True, up to a point. The Palestine National Council first proclaimed Palestinian independence in Gaza on 1 October 1948, adopting the old green, white, black and red banner of the Arab Revolt as the flag. But then the Gaza Strip became a slum backyard of Egypt while the Mayor of Hebron handed over the West Bank to the Jordanian monarchy at a ceremony in Jericho. If Gaza is the last bit of unoccupied "Palestine" left, it's a midden.

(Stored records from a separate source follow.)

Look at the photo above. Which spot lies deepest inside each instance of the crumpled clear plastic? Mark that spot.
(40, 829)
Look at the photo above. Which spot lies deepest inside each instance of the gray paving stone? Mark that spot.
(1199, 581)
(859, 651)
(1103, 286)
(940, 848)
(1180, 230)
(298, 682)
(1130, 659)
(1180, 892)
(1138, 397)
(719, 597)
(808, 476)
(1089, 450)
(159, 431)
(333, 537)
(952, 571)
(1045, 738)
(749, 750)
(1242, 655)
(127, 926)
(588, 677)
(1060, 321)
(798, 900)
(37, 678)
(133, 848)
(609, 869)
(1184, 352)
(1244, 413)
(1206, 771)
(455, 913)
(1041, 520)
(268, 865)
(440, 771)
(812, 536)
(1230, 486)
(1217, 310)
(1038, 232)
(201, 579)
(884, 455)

"I think everything depends on three things,'' Mr Sourani said. "It's about what's going on back in Washington. It's about how far the Europeans will involve themselves. And it's about how soon some dramatic event will take place on the ground against the Israelis that will give them an excuse to move. I know all about what is called "looting and wanton destruction'' in the West Bank. This is not new to us. We dealt with hundreds of such cases in the past and won cases of looting against the Israeli army in the Israeli courts.''

Mr Sourani has completed the duplication of all his human rights records. "And when the Israelis come, we shall keep on working here for human rights. We will not allow ourselves to be panicked or become paranoid. We learnt something from the Israeli occupation in the past: to be professional and to be strategic. They made our bones strong.''

In the coming days – or weeks – Mr Sourani's words may well be put to the test.